Ein Landwirt versprüht Insektenschutzmittel auf einem Acker bei Goslar
Ein Landwirt versprüht Insektenschutzmittel auf einem Acker bei Goslar: Die Übernahme des US-Konzerns Monsanto hat sich für Bayer nicht ausgezahlt. | Foto: imago images / Martin Wagner

Bayer droht nun auch in Deutschland Ärger: 320 Investoren haben Klage gegen den Chemiekonzern eingereicht. Vor dem Landgericht Köln wollen sie Schadensersatz von rund 2,2 Milliarden Euro erstreiten. Geklagt haben unterschiedliche Banken, Fondsgesellschaften, Versicherer und Pensionsfonds aus Deutschland und anderen EU-Staaten, Nordamerika, Asien und Australien, aber auch Privatanleger. Das berichtet die Tübinger Rechtsanwaltskanzlei Tilp, die die Kläger in dem Prozess vertritt.

Die Investoren werfen Bayer vor, nicht ausreichend über wirtschaftliche Risiken im Zusammenhang mit der Übernahme des US-Konzerns Monsanto informiert zu haben. Monsanto ist Hersteller des Unkrautvernichtungsmittels Glyphosat, Handelsbezeichnung Roundup, das inzwischen vom Markt genommen ist. Es steht im Verdacht, Krebserkrankungen zu begünstigen. In den USA hatten erkrankte Glyphosat-Nutzer gegen Monsanto geklagt.

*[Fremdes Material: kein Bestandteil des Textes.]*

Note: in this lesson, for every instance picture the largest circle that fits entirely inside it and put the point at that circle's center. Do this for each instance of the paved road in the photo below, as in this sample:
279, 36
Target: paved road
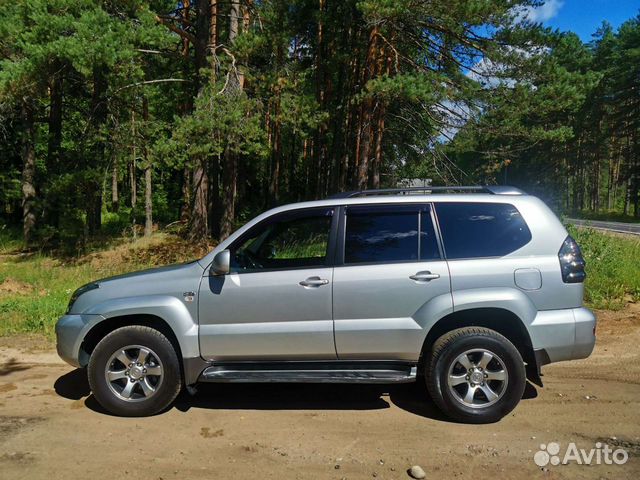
620, 227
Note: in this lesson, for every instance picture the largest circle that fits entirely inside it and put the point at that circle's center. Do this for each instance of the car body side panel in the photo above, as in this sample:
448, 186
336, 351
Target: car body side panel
266, 316
381, 314
553, 293
168, 308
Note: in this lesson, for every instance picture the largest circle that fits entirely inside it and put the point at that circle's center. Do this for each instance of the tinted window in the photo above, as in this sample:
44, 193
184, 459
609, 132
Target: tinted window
389, 234
289, 241
471, 230
428, 242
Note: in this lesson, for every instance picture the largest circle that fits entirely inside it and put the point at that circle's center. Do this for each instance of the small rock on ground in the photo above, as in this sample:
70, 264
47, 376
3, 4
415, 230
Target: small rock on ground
417, 472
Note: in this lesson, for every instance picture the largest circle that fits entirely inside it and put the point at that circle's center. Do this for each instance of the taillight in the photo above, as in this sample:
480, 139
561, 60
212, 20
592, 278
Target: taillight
571, 262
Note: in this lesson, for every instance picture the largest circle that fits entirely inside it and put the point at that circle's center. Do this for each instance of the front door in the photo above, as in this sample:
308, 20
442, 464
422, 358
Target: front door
276, 303
389, 281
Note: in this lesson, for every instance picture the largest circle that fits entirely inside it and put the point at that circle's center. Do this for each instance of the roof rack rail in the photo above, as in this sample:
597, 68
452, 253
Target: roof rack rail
492, 189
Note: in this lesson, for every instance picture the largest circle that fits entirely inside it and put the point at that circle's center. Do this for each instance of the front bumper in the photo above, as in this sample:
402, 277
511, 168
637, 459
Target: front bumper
567, 334
70, 333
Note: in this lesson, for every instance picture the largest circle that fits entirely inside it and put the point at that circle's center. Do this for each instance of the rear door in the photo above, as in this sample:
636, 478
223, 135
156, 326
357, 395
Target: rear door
389, 265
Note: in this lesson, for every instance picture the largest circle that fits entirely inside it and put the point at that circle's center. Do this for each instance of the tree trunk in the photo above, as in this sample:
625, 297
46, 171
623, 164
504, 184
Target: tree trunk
55, 118
28, 173
148, 199
115, 200
99, 118
230, 167
199, 221
148, 202
229, 180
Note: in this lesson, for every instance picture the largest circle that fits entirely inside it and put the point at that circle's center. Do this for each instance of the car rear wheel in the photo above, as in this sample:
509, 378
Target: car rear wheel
134, 371
475, 375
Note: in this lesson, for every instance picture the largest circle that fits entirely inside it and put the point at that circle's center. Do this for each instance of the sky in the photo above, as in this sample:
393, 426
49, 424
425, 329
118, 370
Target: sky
584, 16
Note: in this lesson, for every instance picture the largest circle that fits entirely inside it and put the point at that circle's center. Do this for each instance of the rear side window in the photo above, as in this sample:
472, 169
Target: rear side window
388, 234
472, 230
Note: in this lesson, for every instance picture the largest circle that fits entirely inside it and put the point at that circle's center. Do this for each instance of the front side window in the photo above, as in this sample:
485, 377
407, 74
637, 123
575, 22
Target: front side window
295, 240
389, 234
476, 230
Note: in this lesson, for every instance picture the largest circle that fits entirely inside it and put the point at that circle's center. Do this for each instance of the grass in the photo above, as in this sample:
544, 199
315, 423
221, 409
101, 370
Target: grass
35, 288
613, 268
606, 216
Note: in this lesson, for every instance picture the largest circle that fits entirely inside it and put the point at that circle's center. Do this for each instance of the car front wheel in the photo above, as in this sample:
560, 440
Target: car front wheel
134, 372
475, 375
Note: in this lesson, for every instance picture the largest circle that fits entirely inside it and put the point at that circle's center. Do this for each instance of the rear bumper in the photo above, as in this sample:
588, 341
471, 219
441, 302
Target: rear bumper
70, 333
558, 335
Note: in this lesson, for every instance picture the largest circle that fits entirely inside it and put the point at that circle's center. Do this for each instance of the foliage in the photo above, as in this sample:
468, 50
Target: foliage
613, 268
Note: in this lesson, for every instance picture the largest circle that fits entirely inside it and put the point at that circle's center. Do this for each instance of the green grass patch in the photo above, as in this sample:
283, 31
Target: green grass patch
35, 288
606, 216
613, 268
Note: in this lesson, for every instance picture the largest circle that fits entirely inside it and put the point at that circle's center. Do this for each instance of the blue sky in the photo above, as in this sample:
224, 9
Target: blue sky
584, 17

Zu viel für die Bayer-Aktie gezahlt

Die von der Kanzlei Tilp vertretenen Investoren beziehen sich auf den Zeitraum vom 14. September 2016 bis einschließlich 19. März 2019. In dieser Zeit habe Bayer wichtige Informationen gegenüber dem Kapitalmarkt zurückgehalten, lautet der Vorwurf.

„Ein Emittent börsennotierter Wertpapiere muss den Kapitalmarkt über Insiderinformationen unverzüglich und vollumfänglich in Kenntnis setzen. Dies hat Bayer nach unserer Überzeugung nicht getan, weder in seinen Finanzberichten noch in Ad-hoc-Mitteilungen. Die Kläger haben deshalb die Bayer-Aktien zu teuer erworben, weshalb Bayer nach unserem Dafürhalten auf Schadensersatz haftet“, sagt Tilp-Rechtsanwalt Axel Wegner. 

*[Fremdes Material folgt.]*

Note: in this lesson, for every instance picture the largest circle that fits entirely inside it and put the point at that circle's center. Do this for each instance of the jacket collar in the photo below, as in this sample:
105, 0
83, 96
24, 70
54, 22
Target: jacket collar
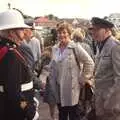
70, 45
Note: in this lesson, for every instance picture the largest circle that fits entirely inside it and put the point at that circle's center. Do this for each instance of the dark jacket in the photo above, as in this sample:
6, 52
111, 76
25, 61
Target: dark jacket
16, 69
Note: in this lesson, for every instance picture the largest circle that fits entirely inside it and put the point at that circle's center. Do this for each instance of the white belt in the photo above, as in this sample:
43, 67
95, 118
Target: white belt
24, 87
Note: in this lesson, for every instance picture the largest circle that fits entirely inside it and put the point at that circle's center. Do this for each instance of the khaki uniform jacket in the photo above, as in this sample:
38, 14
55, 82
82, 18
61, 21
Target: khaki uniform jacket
107, 78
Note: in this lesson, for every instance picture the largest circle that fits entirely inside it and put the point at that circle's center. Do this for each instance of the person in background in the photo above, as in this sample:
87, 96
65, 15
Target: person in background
33, 43
107, 70
78, 36
16, 70
48, 96
65, 78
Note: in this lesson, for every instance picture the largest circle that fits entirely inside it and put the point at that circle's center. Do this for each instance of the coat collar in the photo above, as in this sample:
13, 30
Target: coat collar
70, 45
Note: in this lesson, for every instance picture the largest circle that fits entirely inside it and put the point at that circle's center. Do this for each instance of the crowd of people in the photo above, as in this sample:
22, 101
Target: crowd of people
79, 74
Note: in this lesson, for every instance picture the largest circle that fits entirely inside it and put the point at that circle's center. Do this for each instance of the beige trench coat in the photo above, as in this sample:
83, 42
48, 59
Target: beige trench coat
65, 74
107, 77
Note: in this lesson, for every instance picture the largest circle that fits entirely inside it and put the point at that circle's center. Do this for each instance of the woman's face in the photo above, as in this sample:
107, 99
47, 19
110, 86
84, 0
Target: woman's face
63, 36
17, 35
98, 34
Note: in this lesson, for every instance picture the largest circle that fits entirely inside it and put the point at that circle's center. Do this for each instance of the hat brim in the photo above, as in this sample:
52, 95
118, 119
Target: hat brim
14, 26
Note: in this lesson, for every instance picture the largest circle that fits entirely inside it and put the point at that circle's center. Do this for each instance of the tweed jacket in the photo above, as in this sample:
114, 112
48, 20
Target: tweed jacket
65, 74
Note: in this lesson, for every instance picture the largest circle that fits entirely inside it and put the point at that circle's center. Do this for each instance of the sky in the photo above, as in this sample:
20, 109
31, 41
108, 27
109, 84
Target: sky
64, 8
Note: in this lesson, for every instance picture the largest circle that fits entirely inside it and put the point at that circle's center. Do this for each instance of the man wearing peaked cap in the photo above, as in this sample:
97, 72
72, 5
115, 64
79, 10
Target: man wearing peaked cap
102, 22
107, 70
16, 70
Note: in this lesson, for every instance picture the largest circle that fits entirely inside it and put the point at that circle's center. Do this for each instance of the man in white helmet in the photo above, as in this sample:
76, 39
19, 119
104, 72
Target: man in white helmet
16, 70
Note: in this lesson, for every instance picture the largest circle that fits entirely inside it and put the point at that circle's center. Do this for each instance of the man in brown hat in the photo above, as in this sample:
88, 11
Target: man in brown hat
107, 70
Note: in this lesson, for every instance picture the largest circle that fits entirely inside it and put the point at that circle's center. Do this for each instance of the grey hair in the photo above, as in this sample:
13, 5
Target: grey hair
4, 33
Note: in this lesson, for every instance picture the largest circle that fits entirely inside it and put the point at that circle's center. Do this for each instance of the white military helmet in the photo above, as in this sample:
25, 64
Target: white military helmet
12, 19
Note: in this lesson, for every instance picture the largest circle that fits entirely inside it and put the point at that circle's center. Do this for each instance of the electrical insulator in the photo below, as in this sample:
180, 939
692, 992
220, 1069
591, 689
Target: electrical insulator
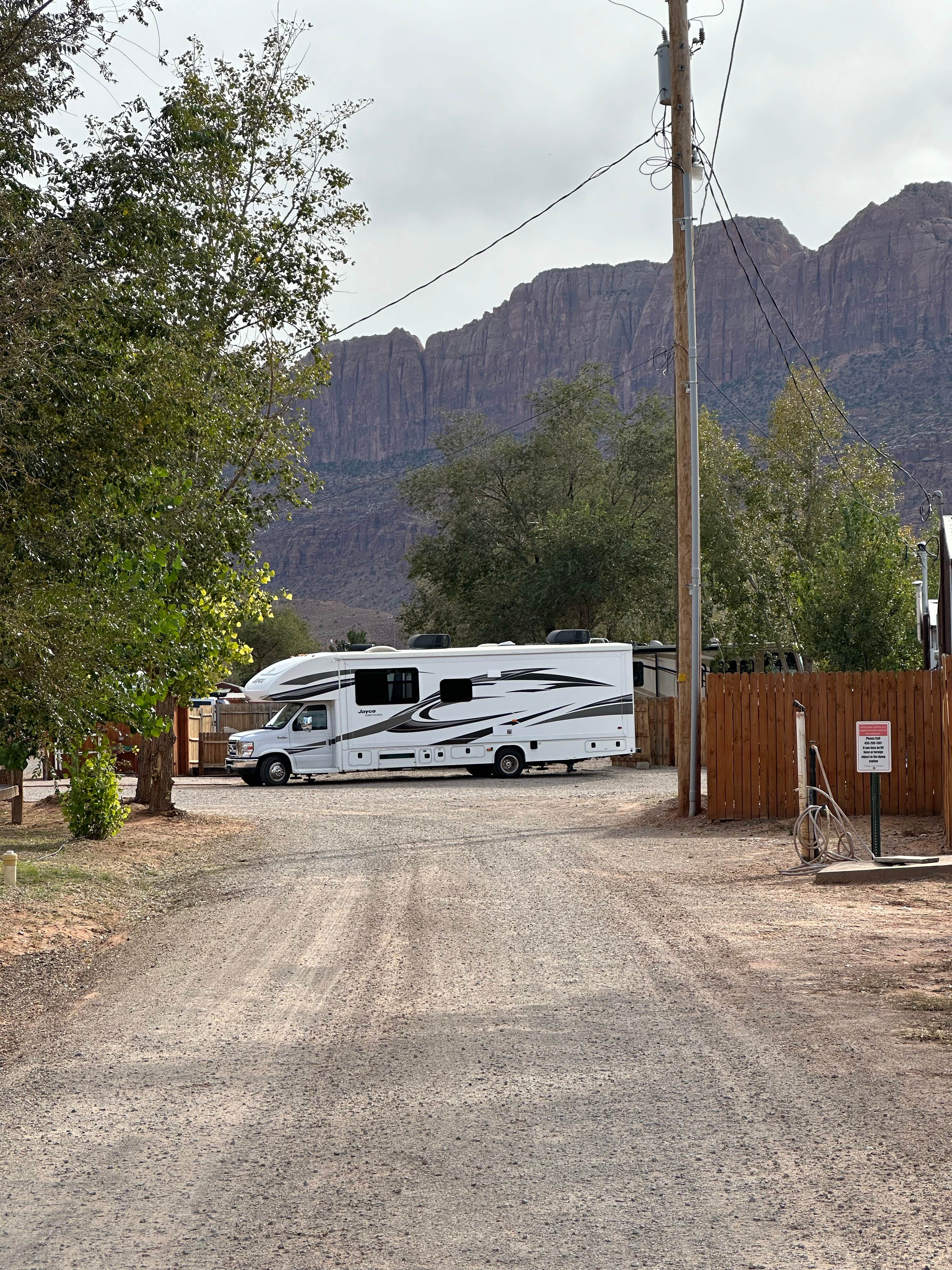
664, 73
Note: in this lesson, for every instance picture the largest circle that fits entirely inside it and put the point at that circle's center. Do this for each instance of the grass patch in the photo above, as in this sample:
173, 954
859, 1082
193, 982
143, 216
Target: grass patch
937, 1036
58, 877
935, 1003
94, 891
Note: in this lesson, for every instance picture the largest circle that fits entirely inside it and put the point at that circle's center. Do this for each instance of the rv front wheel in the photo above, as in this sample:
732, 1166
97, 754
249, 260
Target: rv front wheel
509, 763
275, 770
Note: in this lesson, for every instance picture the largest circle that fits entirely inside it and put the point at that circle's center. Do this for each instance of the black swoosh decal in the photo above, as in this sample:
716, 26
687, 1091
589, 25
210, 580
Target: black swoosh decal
610, 707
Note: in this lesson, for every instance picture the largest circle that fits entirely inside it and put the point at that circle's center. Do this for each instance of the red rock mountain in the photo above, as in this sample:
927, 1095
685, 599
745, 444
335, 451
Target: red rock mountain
874, 305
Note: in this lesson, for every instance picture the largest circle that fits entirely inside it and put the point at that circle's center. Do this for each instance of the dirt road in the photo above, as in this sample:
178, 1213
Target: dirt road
455, 1023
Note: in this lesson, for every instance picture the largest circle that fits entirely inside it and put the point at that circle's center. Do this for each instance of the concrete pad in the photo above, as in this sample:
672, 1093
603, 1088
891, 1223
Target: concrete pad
889, 869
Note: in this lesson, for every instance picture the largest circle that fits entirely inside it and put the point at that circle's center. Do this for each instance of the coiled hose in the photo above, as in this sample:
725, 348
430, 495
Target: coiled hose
830, 836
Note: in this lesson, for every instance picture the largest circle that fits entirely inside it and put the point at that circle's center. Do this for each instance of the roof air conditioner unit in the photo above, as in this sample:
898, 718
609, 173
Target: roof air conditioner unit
577, 637
429, 641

Bayer hatte am 23. Mai 2016 angekündigt, Monsanto übernehmen zu wollen, am 7. Juni 2018 wurde der Deal vollzogen. 63 Milliarden US-Dollar zahlte Bayer für den US-Konzern – die bis dato höchste Summe, die bei einer Übernahme in Deutschland geflossen war. Kurz darauf wurde Bayer in den USA zu umfangreichen Schadensersatzzahlungen verurteilt. Die Aktie des brach daraufhin massiv ein. Allein im Nachgang des ersten US-Urteils gegen Monsanto habe Bayer 30 Milliarden Euro Marktkapitalisierung eingebüßt, erinnert man bei Tilp.

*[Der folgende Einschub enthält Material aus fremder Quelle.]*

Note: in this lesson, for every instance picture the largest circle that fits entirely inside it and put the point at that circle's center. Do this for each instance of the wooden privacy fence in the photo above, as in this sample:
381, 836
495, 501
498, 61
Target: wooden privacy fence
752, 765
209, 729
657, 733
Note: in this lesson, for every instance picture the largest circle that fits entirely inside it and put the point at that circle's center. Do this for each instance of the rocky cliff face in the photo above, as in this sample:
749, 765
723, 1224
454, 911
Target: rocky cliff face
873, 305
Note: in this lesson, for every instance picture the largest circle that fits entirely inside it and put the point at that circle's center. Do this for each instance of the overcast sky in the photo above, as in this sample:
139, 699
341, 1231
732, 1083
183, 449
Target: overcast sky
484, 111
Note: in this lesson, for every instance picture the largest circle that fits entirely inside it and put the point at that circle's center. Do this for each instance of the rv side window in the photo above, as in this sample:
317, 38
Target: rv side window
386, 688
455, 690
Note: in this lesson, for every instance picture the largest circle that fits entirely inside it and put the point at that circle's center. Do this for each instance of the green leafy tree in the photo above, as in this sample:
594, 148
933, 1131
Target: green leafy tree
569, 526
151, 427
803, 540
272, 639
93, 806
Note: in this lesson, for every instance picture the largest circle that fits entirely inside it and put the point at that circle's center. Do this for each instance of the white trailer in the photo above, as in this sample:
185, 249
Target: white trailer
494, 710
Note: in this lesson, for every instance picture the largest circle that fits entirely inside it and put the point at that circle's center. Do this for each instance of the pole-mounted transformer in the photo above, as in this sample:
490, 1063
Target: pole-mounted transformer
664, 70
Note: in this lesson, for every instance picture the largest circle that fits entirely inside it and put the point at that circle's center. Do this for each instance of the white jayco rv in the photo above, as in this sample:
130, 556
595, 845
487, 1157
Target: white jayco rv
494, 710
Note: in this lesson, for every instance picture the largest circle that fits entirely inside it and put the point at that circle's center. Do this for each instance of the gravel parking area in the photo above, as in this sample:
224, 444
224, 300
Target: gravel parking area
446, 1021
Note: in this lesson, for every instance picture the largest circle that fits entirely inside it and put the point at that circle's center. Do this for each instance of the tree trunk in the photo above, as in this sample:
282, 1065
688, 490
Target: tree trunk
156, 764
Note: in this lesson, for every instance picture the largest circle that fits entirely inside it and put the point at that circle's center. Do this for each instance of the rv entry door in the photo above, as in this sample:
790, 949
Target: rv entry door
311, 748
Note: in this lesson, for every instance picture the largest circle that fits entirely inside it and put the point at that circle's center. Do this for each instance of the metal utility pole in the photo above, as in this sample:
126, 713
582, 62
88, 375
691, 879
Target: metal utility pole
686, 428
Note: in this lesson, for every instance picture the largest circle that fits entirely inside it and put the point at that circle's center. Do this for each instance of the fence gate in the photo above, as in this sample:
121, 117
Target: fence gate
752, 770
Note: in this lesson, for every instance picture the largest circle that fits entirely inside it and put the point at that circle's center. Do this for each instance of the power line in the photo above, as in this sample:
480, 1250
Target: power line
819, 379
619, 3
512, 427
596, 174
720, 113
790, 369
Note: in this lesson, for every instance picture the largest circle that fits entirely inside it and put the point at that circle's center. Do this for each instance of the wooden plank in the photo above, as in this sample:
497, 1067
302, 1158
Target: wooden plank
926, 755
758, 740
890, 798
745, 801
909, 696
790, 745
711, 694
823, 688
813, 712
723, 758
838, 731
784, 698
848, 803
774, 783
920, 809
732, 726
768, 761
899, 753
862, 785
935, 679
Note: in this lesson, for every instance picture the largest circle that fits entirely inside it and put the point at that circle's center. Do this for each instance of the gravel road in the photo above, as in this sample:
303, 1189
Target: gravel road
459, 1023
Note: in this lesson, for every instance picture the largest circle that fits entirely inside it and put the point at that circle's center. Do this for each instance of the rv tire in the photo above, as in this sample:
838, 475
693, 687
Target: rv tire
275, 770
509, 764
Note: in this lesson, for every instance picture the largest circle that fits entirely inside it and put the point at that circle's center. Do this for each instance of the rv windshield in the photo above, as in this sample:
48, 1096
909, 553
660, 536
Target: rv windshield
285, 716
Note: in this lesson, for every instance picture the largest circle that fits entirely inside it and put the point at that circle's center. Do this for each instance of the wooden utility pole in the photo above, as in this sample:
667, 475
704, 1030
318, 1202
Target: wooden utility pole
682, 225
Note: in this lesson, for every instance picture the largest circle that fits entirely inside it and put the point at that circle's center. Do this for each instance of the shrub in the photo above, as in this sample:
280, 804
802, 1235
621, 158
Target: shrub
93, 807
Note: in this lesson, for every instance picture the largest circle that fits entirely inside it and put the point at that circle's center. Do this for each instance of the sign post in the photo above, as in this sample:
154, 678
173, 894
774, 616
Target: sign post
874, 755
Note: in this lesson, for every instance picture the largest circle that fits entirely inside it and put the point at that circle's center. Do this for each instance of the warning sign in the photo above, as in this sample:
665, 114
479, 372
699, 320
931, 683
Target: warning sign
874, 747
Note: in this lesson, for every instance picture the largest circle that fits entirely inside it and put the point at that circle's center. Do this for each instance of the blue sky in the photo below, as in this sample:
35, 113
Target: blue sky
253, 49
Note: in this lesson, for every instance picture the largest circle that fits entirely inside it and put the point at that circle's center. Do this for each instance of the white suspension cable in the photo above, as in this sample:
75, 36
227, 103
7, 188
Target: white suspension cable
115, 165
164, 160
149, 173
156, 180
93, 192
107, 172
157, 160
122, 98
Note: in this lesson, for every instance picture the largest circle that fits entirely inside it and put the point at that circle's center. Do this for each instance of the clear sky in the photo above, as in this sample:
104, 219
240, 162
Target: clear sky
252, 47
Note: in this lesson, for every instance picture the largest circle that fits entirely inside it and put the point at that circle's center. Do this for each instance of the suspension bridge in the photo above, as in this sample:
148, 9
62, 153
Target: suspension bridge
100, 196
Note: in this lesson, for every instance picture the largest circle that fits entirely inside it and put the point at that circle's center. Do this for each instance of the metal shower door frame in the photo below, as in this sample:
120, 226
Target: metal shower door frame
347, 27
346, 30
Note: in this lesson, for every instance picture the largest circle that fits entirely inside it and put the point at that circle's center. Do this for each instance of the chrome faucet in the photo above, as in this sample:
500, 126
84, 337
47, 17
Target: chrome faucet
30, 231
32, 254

Sammelklageverfahren geplant

Die Kanzlei hatte bereits 2020 einen Privatanleger in einem Pilotverfahren vertreten und andere Investoren aufgerufen, sich einem Sammelverfahren nach dem Kapitalanleger-Musterverfahrensgesetz (KapMuG) anzuschließen. Den Verfahrensantrag hat das Landgericht Köln im Dezember im Bundesanzeiger veröffentlicht. Das Musterverfahren könne möglicherweise noch 2022 beginnen, nimmt man bei Tilp an. Ob es tatsächlich zu einem Verfahren kommt, steht allerdings noch nicht sicher fest.

Bayer verwehrt sich indessen gegen die Vorwürfe. Gegenüber der Wirtschaftswoche kommentierte der Konzern: „Wir halten die Klagen wegen angeblich fehlerhafter Kapitalmarkt-Kommunikation im Zusammenhang mit der Monsanto-Akquisition für unbegründet“. Bayer habe die Gesetze eingehalten und sei seinen Veröffentlichungspflichten nachgekommen. Den zu übernehmenden Konzern Monsanto habe man im Vorfeld zudem gebührend sorgfältig geprüft.